Exploring NLP and Web Data as Complementary Sources in Tourism Statistics
Conference
Format: IPS Abstract - IAOS 2026
Session: Tourism and New Data Sources
Wednesday 13 May 2:30 p.m. - 4 p.m. (Europe/Vilnius)
Abstract
Contemporary tourism is becoming increasingly complex, while the demand for timely and multidimensional statistical information continues to grow. This creates significant challenges for official statistics. Traditional survey-based approaches, despite their importance, face limitations related to costs, respondent burden, and their insufficient ability to capture dynamic phenomena, particularly short-term travel such as same-day visits.

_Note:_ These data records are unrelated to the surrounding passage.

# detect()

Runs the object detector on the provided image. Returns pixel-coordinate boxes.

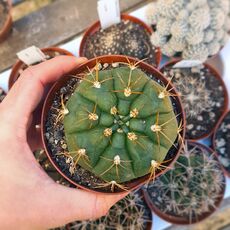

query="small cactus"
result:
[146,0,230,61]
[68,190,152,230]
[146,142,225,224]
[58,61,181,190]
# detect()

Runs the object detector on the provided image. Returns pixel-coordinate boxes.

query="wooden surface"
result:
[0,0,149,73]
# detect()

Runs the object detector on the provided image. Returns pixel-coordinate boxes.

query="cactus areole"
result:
[62,61,179,184]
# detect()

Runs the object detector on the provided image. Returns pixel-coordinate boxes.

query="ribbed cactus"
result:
[60,62,179,189]
[146,0,230,61]
[146,142,225,223]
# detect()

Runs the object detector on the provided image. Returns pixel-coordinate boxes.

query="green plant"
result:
[147,142,225,223]
[146,0,230,61]
[55,61,181,191]
[68,190,152,230]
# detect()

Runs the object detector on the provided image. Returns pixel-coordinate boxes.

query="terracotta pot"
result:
[8,47,73,89]
[160,59,229,141]
[8,47,73,133]
[212,110,230,178]
[143,141,226,225]
[41,55,185,194]
[79,14,162,68]
[0,0,12,43]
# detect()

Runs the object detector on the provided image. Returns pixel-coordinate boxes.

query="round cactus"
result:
[146,142,226,224]
[61,62,179,187]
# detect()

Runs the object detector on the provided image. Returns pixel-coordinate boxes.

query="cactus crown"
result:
[58,60,180,190]
[147,142,225,223]
[69,190,152,230]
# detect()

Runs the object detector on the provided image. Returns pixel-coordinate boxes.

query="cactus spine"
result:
[146,142,225,223]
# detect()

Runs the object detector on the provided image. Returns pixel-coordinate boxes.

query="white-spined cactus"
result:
[146,0,230,62]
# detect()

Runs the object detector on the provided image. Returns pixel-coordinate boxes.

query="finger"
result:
[1,56,87,129]
[34,183,128,229]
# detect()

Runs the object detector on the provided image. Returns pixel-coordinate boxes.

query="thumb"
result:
[33,182,128,229]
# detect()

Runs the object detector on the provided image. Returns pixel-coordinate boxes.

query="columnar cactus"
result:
[146,0,230,61]
[59,62,179,189]
[146,142,225,223]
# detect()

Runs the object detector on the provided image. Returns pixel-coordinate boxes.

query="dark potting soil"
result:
[44,62,182,193]
[214,111,230,174]
[68,189,152,230]
[34,149,72,187]
[0,0,9,29]
[83,20,158,66]
[162,64,226,140]
[0,87,6,102]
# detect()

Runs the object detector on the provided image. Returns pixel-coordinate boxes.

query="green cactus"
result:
[146,142,225,223]
[61,62,179,187]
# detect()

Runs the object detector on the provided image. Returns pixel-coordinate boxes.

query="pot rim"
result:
[143,140,226,225]
[79,13,162,68]
[41,54,186,194]
[8,46,74,89]
[0,0,12,41]
[160,58,229,141]
[212,109,230,178]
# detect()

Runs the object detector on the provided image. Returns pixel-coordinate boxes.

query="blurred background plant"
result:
[146,0,230,61]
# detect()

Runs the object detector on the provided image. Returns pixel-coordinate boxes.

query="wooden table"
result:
[0,0,150,73]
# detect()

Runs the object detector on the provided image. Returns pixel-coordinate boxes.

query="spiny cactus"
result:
[54,60,181,191]
[146,0,230,61]
[68,190,152,230]
[146,142,225,224]
[162,63,226,140]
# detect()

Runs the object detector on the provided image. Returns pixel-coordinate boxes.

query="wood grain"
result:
[0,0,149,73]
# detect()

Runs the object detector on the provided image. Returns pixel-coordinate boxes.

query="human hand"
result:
[0,56,127,230]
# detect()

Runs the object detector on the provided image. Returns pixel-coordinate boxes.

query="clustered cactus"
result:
[55,61,181,191]
[68,190,152,230]
[146,142,225,223]
[146,0,230,61]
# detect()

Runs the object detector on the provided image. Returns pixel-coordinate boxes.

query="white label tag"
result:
[97,0,121,30]
[173,60,203,69]
[17,46,46,66]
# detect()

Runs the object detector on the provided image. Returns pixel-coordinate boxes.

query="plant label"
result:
[173,60,203,69]
[97,0,121,30]
[17,46,46,66]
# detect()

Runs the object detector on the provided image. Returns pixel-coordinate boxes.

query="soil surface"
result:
[0,0,9,30]
[83,20,158,66]
[162,64,226,140]
[44,62,182,193]
[214,111,230,175]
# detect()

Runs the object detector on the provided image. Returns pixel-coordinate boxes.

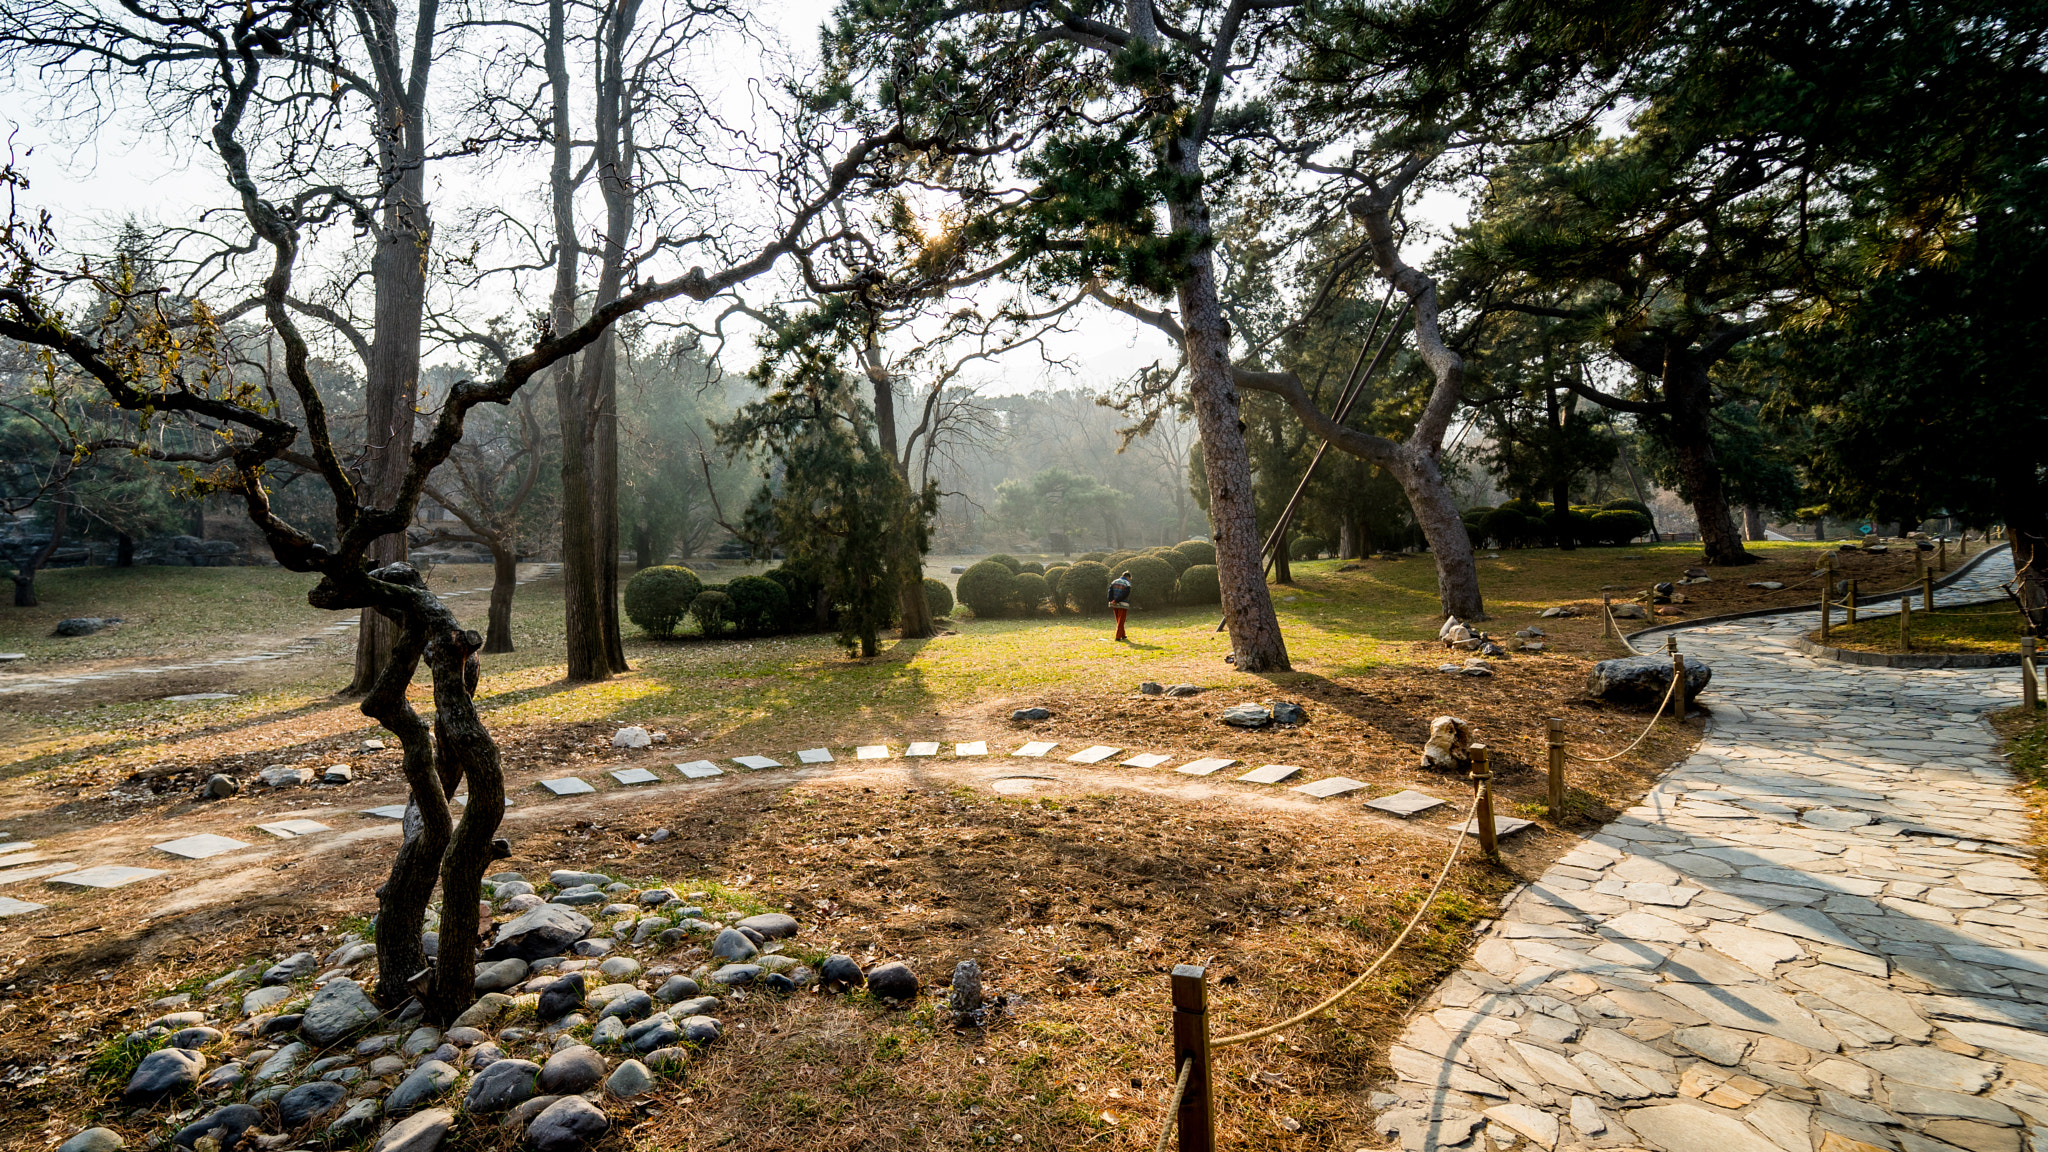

Addressing these challenges requires the integration of multiple data sources. In addition to traditional statistical data, alternative sources are gaining importance, including administrative registers, data collected from online platforms (including collaborative economy platforms), and transaction data. In this context, methods based on Natural Language Processing (NLP) and web scraping offer new opportunities to identify unregistered or “hidden” segments of the tourism market, potentially reducing respondent burden.
However, the use of such data introduces significant methodological challenges related to the “uncertainty of input”, stemming from data incompleteness, noise, and ambiguity in textual and web-based sources. The presentation will discuss strategies for managing this uncertainty, including data validation, triangulation across sources, and robustness checks in model-based inference. Particular attention will be given to exploring how these approaches may complement traditional survey data, with careful consideration of their implications for statistical quality.
At the same time, these approaches may support the gradual modernisation of tourism statistics by contributing more timely and complementary information, while requiring careful consideration of challenges related to data harmonisation, quality assessment, and privacy protection.